Crazy Chicken: Tiger & Chicken saw more critical success than most other spin-offs, receiving praise for its story, graphics and gameplay.

=== Awards ===
Several entries in the series have won or been nominated for video game-related awards:

- KippenSchieten: 3rd place for "PC Demo" at Bizarre (1998).
- The Original Crazy Chicken Hunt (PC): Won "Platinum Award for at least 200.000 copies sold" by VUD (2000).
- The Original Crazy Chicken Hunt (GBC): Won "Gold Award for at least 100.000 copies sold" by VUD (2001).
- Crazy Chicken 2 (PC): Won "Platinum Award for at least 200.000 copies sold" by VUD (2001).
- Crazy Chicken Kart (PC): Won "Gold Award for at least 100.000 copies sold" by VUD (2004).
- Crazy Chicken X (PC): Won "Gold Award for at least 100.000 copies sold" by VUD (2004).
- Crazy Chicken Jump'n Run - Heart of Tibet: 3rd place for "Best German Casual Game" at Deutscher Entwicklerpreis (2006).
- Moorhuhn The Good, The Egg and The Ugly Mobile: 2nd place for "Best Mobile RPG/Adventure Game" at Deutscher Entwicklerpreis (2006).
- Crazy Chicken: Tiger & Chicken: Won "Best Mobile Core Game" at Deutscher Entwicklerpreis (2013).

== Legacy ==
Today, the Crazy Chicken series is seen as an early example of viral marketing, as well as one of the first video game Internet phenomena in general. The franchise's popularity even caused Germany's authoritative Duden dictionary to include the word "Moorhuhnjagd". By the early 2000s, Crazy Chicken was found to be the most popular video game franchise with children in Germany; ahead of Pokémon, Tomb Raider and The Settlers.

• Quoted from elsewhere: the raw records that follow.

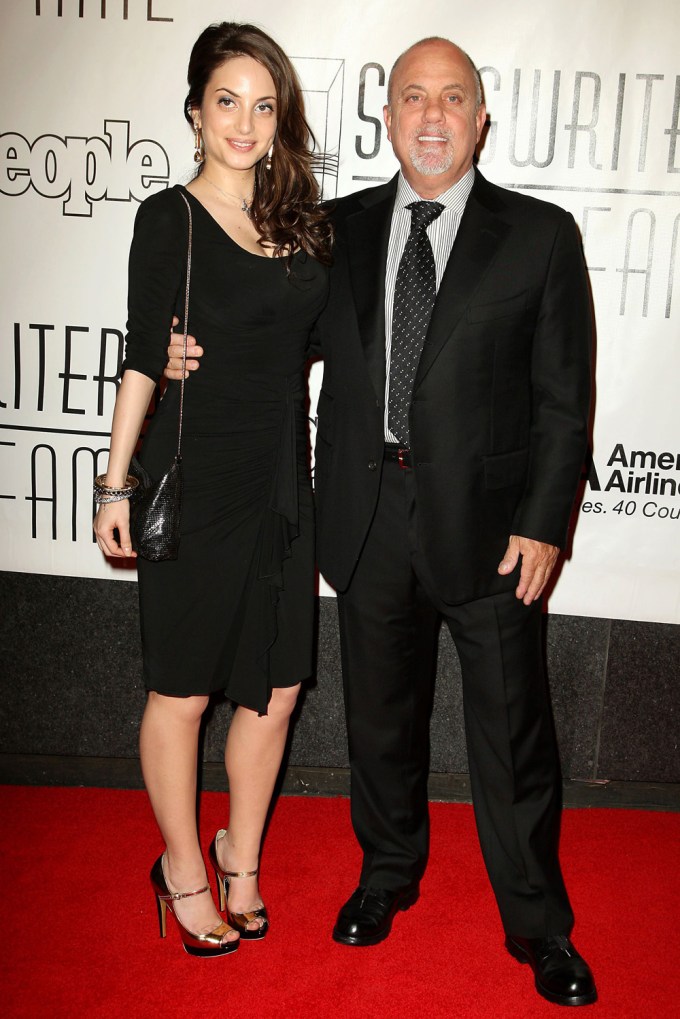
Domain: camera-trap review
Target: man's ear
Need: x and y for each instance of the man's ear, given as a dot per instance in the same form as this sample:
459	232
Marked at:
386	115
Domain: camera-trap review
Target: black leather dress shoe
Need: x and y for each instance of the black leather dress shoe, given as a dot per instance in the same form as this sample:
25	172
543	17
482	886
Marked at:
366	917
562	975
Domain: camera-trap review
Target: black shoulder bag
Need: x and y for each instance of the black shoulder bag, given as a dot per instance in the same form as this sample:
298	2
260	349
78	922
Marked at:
155	507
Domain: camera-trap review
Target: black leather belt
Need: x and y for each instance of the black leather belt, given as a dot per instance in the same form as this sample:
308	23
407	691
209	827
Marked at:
396	452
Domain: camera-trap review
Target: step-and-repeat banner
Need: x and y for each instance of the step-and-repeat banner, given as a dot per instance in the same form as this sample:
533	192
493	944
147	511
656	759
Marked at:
583	101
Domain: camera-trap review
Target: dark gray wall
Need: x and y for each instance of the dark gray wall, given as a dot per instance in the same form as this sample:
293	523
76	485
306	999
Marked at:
71	686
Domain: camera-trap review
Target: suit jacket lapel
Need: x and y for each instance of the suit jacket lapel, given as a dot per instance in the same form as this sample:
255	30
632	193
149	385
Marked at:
480	233
368	234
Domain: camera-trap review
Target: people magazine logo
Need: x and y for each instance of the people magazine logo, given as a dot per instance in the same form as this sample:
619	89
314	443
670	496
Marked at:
79	171
628	482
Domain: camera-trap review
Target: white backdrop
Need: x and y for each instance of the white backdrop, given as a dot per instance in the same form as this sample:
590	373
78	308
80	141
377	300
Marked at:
584	106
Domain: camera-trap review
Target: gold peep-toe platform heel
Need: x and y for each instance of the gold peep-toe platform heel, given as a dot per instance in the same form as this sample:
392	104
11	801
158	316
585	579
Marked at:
208	946
239	921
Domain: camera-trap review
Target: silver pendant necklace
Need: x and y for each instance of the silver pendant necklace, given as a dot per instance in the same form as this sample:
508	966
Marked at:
245	206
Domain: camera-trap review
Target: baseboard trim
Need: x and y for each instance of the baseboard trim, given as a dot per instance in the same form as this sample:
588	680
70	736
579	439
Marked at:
116	772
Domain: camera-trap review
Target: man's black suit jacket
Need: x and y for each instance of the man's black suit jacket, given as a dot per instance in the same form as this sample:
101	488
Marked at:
500	408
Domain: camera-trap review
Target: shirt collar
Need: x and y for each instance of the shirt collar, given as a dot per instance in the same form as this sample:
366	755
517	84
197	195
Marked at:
453	200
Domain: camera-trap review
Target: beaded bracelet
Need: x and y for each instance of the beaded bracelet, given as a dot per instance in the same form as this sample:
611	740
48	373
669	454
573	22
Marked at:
103	494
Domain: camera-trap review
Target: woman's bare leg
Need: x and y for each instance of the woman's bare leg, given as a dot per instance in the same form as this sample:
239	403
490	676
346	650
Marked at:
168	746
253	757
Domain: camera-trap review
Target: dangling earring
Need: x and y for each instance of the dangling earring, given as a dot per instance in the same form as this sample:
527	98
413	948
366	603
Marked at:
199	154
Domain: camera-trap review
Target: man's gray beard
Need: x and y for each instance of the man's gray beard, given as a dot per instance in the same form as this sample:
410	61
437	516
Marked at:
427	165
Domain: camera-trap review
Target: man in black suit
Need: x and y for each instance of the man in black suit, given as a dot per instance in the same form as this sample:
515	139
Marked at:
452	426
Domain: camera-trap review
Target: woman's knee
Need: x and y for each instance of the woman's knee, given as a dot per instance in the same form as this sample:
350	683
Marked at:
283	700
180	709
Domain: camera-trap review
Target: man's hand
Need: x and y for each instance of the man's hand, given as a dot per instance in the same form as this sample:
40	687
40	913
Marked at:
538	559
174	353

Art Department and its successor company Phenomedia were also notable for being one of the earliest publishers to embrace the internet as a means of encouraging fan interaction and fan labor. Examples of this include the purchase and continuation of the Moorhuhn World forums in 2001 by Phenomedia, as well using the franchise's official website for the collection and publication of high scores and fan art (for which there would also be contests with giveaways). The company would also ask players to submit ideas for new games in the franchise. Furthermore, Phenomedia encouraged modding of their games by occasionally holding competitions, awarding things like high-end PC's or digital cameras to fans who submitted the best add-ins for certain Crazy Chicken games; these could be created via official add-in programs distributed by Phenomedia's partners.

In Germany specifically, the games also sparked a debate about workplace culture, as it became a point of discussion whether or not playing video games during work hours and/or breaks could serve as a justification for firing. In 2000, employees playing Crazy Chicken 2 in the workplace alone was estimated to cost German companies about 135 million Mark per year.

High demand for the franchise also made the games a popular target to be used as Trojan horses, most notably for the CIH virus, being one of the first video games distributed via the internet to do so.

Several developers attempted to leech off the franchise's success by creating video games adopting either part of the Moorhuhn naming conventions (such as Die Rache der Moorhühner, Die Rache der Sumpfhühner or Digitale Hühnerjagd) or recreating its chicken-based shooting gallery gameplay (such as Chicken Shoot, Rauchende Colts, or Chicken Blaster).